Publication Abstract

Authors: Othman E, Wang J, Sprague BL, Rounds T, Ji Y, Herschorn SD, Wood ME

Title: Comparison of false positive rates for screening breast magnetic resonance imaging (MRI) in high risk women performed on stacked versus alternating schedules.

Journal: Springerplus 4:77-

Date: 2015

Abstract: PURPOSE: Breast MRI added to mammography increases screening sensitivity for high-risk women but false-positive (FP) rates are higher and the optimal screening schedule for coordination with mammography is unclear. We compare rates of FP MRI when studies were performed on two different schedules.

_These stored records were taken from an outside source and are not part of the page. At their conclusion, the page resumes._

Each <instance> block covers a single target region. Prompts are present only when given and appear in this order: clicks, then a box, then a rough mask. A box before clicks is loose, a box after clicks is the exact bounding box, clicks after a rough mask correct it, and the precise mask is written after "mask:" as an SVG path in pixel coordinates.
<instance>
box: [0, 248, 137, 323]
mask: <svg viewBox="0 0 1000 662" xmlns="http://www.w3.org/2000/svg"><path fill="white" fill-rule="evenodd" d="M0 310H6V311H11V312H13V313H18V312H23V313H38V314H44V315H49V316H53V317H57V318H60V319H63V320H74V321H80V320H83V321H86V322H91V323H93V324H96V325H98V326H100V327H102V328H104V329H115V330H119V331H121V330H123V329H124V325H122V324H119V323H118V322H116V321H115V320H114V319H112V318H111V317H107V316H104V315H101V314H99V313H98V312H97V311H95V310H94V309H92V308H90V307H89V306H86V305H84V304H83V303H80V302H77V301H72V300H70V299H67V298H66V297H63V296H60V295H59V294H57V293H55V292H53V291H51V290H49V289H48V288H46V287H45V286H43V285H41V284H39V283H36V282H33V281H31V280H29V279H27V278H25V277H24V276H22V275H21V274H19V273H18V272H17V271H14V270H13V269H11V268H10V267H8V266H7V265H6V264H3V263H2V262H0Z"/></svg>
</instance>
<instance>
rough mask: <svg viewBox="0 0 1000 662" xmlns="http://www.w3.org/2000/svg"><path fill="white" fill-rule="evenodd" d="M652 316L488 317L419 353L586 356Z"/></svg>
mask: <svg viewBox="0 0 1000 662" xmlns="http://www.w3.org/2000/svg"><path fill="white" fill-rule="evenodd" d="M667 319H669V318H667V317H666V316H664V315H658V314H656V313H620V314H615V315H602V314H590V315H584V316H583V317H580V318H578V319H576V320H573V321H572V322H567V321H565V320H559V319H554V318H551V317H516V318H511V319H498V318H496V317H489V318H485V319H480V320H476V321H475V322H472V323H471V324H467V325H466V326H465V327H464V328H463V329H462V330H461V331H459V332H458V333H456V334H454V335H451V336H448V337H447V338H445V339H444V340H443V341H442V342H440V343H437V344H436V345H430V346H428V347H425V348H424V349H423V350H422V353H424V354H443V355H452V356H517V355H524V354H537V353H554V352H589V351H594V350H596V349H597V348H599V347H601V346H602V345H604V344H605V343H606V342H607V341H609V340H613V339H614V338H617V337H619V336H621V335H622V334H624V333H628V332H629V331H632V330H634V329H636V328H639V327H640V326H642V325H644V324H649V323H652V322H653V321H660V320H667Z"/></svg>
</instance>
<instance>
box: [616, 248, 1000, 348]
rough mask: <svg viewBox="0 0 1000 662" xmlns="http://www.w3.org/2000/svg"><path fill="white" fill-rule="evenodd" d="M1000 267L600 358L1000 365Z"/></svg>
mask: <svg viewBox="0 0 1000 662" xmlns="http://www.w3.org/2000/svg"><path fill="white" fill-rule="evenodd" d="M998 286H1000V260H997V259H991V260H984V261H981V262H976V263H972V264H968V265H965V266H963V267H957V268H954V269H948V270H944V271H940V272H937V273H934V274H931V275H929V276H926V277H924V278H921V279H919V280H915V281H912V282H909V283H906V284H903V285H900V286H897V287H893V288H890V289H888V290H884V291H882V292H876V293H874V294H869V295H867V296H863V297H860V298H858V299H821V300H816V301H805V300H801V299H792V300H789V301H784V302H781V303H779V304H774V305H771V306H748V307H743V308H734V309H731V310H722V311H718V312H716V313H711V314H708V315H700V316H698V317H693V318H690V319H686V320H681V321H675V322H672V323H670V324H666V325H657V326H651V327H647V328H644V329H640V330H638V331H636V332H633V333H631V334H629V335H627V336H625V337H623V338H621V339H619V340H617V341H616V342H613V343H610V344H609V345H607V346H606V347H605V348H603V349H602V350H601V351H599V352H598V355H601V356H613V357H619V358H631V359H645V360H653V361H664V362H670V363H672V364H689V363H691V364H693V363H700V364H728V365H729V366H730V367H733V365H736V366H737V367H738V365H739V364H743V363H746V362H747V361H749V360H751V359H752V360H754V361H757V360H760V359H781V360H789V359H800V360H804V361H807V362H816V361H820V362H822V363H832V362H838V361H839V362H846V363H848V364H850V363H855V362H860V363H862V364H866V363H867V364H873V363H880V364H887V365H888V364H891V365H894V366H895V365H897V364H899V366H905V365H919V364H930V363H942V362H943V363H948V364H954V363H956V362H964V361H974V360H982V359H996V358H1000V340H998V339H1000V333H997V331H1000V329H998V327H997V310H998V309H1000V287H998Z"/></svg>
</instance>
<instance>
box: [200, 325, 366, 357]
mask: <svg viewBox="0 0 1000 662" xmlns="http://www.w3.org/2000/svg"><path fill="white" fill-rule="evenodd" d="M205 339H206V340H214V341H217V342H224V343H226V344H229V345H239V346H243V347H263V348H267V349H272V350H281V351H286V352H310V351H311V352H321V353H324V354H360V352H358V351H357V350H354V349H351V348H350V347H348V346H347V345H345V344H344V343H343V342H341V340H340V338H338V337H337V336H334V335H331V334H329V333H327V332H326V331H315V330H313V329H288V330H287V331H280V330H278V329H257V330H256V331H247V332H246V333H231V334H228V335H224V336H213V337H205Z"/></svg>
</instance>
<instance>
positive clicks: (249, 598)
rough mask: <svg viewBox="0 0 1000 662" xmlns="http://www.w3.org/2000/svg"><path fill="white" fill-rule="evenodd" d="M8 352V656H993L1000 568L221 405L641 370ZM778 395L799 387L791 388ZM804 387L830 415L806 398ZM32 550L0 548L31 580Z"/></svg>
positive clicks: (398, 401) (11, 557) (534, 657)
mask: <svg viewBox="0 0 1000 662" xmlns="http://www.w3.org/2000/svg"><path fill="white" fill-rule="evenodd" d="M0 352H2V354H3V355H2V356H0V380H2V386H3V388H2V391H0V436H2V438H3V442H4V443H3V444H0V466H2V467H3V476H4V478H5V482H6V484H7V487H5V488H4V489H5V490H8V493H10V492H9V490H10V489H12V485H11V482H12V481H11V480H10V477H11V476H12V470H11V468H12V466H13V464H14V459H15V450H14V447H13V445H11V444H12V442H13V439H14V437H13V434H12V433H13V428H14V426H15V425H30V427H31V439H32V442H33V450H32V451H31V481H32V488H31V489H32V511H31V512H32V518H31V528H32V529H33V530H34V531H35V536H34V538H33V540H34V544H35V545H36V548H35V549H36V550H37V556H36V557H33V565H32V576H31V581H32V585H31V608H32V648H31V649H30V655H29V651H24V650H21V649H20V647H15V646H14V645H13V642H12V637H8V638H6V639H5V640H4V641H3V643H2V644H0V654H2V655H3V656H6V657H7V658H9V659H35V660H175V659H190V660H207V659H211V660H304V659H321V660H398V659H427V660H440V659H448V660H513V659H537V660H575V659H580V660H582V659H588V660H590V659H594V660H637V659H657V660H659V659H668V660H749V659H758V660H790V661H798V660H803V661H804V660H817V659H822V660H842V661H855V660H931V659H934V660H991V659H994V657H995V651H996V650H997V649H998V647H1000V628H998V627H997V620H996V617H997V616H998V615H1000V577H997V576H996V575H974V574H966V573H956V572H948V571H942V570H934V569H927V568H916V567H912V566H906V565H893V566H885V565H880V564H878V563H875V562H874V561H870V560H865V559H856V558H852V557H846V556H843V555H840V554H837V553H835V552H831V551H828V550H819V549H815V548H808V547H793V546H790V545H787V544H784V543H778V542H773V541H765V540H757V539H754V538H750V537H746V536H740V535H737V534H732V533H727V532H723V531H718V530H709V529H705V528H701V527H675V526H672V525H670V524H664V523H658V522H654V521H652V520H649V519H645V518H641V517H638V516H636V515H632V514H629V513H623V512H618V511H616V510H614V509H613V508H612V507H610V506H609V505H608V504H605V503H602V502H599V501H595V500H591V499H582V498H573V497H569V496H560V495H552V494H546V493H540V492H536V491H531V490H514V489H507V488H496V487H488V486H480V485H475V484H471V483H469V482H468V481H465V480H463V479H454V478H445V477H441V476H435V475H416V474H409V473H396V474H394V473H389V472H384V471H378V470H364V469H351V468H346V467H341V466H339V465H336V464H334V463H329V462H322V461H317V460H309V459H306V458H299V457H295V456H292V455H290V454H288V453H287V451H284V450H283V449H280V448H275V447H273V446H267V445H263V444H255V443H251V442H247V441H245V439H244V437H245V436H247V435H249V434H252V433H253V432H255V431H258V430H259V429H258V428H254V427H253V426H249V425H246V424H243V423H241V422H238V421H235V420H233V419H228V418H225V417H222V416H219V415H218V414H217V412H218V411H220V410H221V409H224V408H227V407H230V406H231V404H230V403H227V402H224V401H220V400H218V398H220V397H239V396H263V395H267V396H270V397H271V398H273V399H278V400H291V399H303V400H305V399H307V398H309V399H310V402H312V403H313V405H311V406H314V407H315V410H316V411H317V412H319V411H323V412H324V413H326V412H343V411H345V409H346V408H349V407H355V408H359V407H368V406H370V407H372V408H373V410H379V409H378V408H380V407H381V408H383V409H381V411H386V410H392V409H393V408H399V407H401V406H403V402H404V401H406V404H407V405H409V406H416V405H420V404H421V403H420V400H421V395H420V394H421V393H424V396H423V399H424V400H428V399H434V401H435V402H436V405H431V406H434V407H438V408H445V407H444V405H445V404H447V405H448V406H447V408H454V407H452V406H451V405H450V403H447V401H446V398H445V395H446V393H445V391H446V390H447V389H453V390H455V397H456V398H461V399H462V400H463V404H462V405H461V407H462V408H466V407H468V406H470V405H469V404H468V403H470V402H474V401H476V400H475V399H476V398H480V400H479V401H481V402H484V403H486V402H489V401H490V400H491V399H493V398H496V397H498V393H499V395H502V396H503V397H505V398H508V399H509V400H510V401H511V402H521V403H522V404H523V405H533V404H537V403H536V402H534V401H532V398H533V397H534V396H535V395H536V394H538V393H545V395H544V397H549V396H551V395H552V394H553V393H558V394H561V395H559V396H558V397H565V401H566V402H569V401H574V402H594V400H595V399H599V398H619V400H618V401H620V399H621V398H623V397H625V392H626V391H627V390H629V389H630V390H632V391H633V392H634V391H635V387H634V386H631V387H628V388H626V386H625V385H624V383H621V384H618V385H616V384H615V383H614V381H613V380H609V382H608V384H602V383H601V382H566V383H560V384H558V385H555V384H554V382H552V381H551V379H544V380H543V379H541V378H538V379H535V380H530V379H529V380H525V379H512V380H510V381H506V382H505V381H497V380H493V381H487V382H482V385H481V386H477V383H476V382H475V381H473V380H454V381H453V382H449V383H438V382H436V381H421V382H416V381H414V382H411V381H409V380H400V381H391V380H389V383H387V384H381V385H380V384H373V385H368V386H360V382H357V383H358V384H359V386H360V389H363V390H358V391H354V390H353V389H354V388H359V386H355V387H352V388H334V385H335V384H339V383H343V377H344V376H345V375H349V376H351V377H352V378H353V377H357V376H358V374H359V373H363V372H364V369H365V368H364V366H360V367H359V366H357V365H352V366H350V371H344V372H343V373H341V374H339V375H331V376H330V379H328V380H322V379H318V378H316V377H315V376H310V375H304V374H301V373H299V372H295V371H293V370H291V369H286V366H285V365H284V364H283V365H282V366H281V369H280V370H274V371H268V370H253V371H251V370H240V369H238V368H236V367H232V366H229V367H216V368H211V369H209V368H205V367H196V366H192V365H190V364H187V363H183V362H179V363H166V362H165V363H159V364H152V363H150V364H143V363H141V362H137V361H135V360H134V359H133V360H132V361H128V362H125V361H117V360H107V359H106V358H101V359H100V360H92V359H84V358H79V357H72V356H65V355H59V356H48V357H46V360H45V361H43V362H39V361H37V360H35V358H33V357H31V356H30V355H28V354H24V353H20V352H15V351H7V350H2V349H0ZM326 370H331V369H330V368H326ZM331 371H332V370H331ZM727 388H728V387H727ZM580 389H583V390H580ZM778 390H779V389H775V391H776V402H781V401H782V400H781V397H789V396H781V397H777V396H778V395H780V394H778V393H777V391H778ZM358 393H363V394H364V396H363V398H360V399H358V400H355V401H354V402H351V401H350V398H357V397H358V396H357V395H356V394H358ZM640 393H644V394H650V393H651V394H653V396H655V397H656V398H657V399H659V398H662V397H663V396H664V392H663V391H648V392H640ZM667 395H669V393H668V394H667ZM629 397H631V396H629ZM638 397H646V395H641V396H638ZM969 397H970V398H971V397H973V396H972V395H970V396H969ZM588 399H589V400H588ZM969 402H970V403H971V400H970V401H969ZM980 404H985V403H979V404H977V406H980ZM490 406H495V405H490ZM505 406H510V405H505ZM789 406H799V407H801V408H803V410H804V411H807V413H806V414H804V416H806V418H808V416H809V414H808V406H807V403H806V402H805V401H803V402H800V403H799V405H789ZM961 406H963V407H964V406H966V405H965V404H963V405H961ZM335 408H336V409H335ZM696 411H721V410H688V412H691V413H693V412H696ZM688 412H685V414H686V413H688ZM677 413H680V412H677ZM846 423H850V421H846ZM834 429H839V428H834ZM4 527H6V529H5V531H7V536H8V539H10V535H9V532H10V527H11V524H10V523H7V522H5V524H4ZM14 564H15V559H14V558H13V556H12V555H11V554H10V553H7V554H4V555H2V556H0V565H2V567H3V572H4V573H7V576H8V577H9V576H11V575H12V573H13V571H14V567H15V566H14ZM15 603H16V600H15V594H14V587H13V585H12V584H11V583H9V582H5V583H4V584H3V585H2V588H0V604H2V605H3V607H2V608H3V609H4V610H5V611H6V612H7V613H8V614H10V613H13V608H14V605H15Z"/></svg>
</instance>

PATIENTS AND METHODS: High-risk women at the University of Vermont who had at least 1 MRI and 1 mammogram performed within one year between 2004-2012 were eligible for inclusion in this study. Screening was considered stacked if both studies were performed within 90 days and alternating if studies were 4-8 months apart. False positive was defined in one of three ways. RESULTS: 137 women had screening which met inclusion criteria and 371 MRIs were reviewed. The FP rates were similar for the two schedules when considering BI-RAD 4, 5, 0 or biopsy as a positive test. FP rates were significantly higher for the stacked schedule (18.2 vs. 10.2%, p = 0.026) when considering BI-RADS 3-4-5-0 as positive test, due to the elevated rate of BI-RADS 3 assessments among stacked exams. CONCLUSION: False positive rates differ based on the type of exam (baseline or subsequent) and definition of positive but do not differ based on imaging schedule (stacked or alternating); suggesting that women and their providers may choose the imaging schedule they prefer. This is significant as a randomized clinical trial comparing the two schedules is not likely to be performed, given the high cost and large number of women needed for such a study.